L’impact sur les prix s’est d’ailleurs déjà fait sentir depuis le fameux référendum suite à la baisse de la livre. Au Domaine Feely en Dordogne, Carol Feely, irlandaise installée à Saussignac et dont la clientèle est en très grande majorité britannique a bien constaté la baisse de pouvoir d’achat de ses clients. Elle a décidé de ne pas augmenter ses tarifs pour les conserver. Pour garder ses positions, Inter Rhône a réorienté sa communication envers le consommateur final après avoir beaucoup investi sur les prescripteurs. « On doit montrer qu’on justifie le niveau de prix », estime Virginie Charlier. « Nous remarquons depuis quelques années la prépondérance des promotions en Grande-Bretagne. Mais c’est aussi une période d’opportunité pour être réactif, trouver ce que le client n’a pas ailleurs, pour se positionner sur de nouveaux créneaux », se veut confiant Thierry Seve chez Calmel & Joseph. « Certains analystes, estiment que le Brexit peut permettre au Royaume-Uni de rebondir. Si la livre s’apprécie, nos vins seront plus abordables », esquisse Allan Sichel en évoquant les scénarios les plus optimistes. Bien décidés à ne pas lâcher le marché anglais, les professionnels attendent finalement l’issue des négociations avec un flegme tout britannique.

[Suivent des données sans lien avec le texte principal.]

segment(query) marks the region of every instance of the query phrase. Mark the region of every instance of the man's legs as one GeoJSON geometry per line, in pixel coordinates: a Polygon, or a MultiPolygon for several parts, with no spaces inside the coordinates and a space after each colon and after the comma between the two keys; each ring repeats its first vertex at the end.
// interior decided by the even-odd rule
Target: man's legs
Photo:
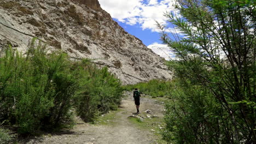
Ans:
{"type": "Polygon", "coordinates": [[[136,108],[137,108],[137,113],[139,113],[139,105],[136,105],[136,108]]]}

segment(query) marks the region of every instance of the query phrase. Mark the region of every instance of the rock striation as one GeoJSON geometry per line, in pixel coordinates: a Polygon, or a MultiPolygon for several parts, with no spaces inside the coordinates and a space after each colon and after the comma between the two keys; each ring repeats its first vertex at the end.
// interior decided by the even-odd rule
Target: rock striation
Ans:
{"type": "Polygon", "coordinates": [[[97,0],[0,1],[0,49],[24,51],[33,37],[74,59],[89,58],[124,84],[170,79],[165,60],[125,31],[97,0]]]}

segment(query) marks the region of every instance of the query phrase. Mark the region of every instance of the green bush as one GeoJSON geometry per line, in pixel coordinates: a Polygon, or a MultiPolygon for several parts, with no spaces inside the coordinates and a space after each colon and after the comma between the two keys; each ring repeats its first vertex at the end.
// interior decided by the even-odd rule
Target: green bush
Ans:
{"type": "Polygon", "coordinates": [[[17,125],[19,133],[72,123],[73,108],[89,121],[120,104],[121,83],[106,67],[48,53],[36,39],[25,55],[10,47],[0,57],[0,122],[17,125]]]}
{"type": "Polygon", "coordinates": [[[0,143],[10,143],[13,141],[14,135],[10,134],[10,131],[4,128],[0,127],[0,143]]]}
{"type": "Polygon", "coordinates": [[[78,115],[85,121],[91,121],[97,113],[117,110],[121,101],[121,82],[108,71],[107,67],[98,68],[84,59],[80,67],[80,91],[75,97],[78,115]]]}

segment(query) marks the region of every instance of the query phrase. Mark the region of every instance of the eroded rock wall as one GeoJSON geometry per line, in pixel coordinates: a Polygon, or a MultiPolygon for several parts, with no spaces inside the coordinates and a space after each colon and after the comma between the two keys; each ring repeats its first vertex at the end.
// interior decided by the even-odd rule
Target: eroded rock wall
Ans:
{"type": "Polygon", "coordinates": [[[74,59],[105,65],[124,84],[170,79],[165,60],[125,31],[96,0],[0,1],[0,49],[24,51],[33,37],[74,59]]]}

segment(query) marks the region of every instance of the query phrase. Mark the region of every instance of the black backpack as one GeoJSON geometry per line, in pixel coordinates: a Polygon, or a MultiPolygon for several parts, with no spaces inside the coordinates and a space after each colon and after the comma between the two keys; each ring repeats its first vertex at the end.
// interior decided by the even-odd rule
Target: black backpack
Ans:
{"type": "Polygon", "coordinates": [[[133,98],[135,99],[139,99],[139,96],[141,96],[141,94],[140,94],[139,91],[135,91],[134,92],[133,98]]]}

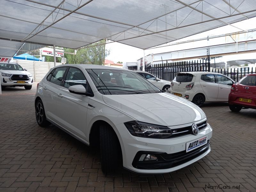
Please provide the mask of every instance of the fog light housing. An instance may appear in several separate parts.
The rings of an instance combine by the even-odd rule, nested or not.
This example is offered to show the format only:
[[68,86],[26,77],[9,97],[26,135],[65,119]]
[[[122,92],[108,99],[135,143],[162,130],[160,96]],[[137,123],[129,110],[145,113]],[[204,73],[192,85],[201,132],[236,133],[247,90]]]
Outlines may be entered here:
[[156,156],[154,155],[150,154],[142,154],[140,156],[139,161],[157,161],[158,159]]

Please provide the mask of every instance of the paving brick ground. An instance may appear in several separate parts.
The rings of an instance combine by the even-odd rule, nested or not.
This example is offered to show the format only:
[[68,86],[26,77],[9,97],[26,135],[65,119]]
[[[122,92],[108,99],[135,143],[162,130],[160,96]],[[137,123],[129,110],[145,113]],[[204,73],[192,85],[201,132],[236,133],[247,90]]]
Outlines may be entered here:
[[54,126],[37,125],[36,87],[7,88],[0,96],[0,192],[256,191],[256,110],[207,104],[214,132],[206,156],[169,173],[105,175],[97,152]]

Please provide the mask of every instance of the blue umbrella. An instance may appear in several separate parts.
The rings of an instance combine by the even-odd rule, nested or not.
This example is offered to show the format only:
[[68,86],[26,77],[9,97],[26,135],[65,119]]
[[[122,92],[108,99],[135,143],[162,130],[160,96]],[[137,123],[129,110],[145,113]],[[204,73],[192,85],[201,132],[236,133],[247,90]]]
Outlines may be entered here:
[[18,56],[15,56],[13,57],[13,59],[23,59],[24,60],[27,59],[27,60],[32,61],[42,61],[42,60],[39,59],[39,58],[36,58],[33,55],[31,55],[28,53],[24,53],[24,54],[20,55]]

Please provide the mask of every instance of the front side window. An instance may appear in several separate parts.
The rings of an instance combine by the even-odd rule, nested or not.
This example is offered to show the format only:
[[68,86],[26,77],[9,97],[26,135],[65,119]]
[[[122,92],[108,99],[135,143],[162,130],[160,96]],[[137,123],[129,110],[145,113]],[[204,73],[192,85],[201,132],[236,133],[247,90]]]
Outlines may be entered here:
[[218,78],[219,84],[228,85],[232,85],[233,84],[233,82],[231,80],[227,77],[221,75],[217,75],[217,78]]
[[245,76],[240,80],[239,83],[248,86],[256,86],[256,76],[250,75]]
[[135,72],[122,69],[86,69],[98,91],[104,95],[150,93],[161,92]]
[[84,75],[80,69],[71,67],[67,74],[64,86],[68,88],[70,86],[82,85],[86,89],[87,81]]
[[12,63],[0,64],[0,69],[1,70],[12,70],[14,71],[24,71],[21,66],[18,64]]
[[50,82],[60,85],[61,84],[61,81],[63,79],[64,74],[67,69],[66,67],[60,67],[56,68],[52,73]]
[[207,83],[216,83],[215,76],[214,74],[207,74],[201,75],[201,80]]

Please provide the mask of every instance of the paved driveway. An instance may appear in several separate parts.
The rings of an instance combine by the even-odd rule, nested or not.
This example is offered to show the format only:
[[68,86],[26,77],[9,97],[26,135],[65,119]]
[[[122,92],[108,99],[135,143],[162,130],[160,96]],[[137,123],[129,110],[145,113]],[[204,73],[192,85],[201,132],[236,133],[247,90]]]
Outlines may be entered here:
[[0,96],[0,191],[256,191],[256,110],[207,104],[214,132],[206,156],[169,173],[106,176],[97,152],[55,126],[37,125],[36,88],[7,88]]

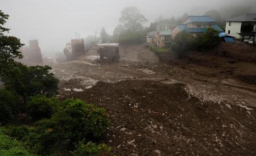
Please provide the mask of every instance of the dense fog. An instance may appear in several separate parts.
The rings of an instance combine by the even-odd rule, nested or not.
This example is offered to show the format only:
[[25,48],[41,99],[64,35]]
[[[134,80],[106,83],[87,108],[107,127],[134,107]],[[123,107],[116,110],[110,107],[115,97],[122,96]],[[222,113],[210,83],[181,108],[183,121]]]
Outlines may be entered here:
[[[242,5],[241,5],[242,4]],[[121,11],[135,6],[144,15],[148,27],[159,16],[169,18],[184,13],[201,15],[216,10],[224,19],[232,15],[256,12],[254,0],[1,0],[1,10],[9,14],[6,27],[10,35],[27,44],[38,39],[43,56],[62,52],[65,44],[76,37],[100,35],[101,28],[112,35],[118,24]]]

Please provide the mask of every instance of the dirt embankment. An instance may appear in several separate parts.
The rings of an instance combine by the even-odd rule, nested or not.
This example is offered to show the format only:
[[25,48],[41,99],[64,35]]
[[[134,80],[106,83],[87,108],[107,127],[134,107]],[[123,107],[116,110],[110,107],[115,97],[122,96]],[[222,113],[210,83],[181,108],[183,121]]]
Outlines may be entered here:
[[184,85],[129,80],[99,82],[65,98],[105,108],[105,142],[121,155],[255,155],[256,108],[203,101]]
[[256,85],[256,47],[244,44],[221,43],[208,51],[189,52],[183,58],[159,54],[160,60],[196,73],[222,78],[234,78]]

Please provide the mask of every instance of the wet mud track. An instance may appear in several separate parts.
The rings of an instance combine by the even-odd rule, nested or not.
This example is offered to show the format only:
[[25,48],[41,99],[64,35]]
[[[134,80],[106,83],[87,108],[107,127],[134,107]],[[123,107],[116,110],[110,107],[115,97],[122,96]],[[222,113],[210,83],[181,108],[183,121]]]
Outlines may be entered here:
[[159,64],[141,48],[123,50],[117,64],[91,50],[52,64],[59,96],[105,108],[104,142],[118,155],[256,154],[255,93]]

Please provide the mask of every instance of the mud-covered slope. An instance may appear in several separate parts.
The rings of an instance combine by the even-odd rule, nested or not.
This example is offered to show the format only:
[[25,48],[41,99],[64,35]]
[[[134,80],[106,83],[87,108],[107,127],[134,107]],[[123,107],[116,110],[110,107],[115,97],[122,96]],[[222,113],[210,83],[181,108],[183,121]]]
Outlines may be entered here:
[[162,61],[207,77],[234,78],[256,85],[256,47],[221,43],[214,48],[188,52],[182,58],[172,53],[159,54]]
[[99,82],[71,97],[106,109],[117,155],[256,154],[256,108],[204,102],[181,83]]

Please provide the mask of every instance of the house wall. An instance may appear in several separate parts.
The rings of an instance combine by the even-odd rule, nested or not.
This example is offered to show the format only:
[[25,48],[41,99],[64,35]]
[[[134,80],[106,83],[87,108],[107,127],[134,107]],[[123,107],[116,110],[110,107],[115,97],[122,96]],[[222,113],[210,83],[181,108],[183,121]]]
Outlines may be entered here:
[[147,44],[152,44],[152,38],[151,38],[151,37],[147,38]]
[[199,28],[212,28],[214,23],[209,22],[193,22],[187,25],[187,27],[189,28],[197,28],[197,25],[201,25],[201,27]]
[[[237,33],[241,32],[241,27],[242,26],[242,22],[232,22],[231,26],[229,26],[229,22],[226,22],[226,33],[229,36],[236,37],[236,39],[241,39],[240,35]],[[229,30],[230,31],[230,33],[228,34]]]
[[256,44],[256,32],[255,32],[255,35],[254,35],[254,44]]
[[180,32],[180,29],[176,27],[175,28],[174,28],[174,29],[172,30],[172,39],[174,39],[174,38],[175,38],[176,35],[177,35],[177,34]]

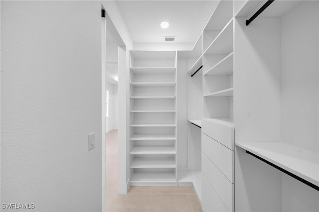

Des appellations toujours protégées
À la FEVS, la menace d’une brèche dans la protection des appellations est écartée. « En l’absence d’accord, la législation européenne sur la protection des indications géographiques cesserait de s’appliquer au Royaume-Uni. Dans ce cas de figure, le Royaume-Uni a toutefois indiqué son intention de se doter d’un système d’indications géographiques conforme aux obligations de l’OMC et proches du régime de l’UE, dont le calendrier et les modalités d’application restent encore à préciser », détaille la FEVS. Le Royaume-Uni a toujours défendu la mise en place de ce système d’appellation qui protège notamment le whisky écossais dont la France est le premier marché.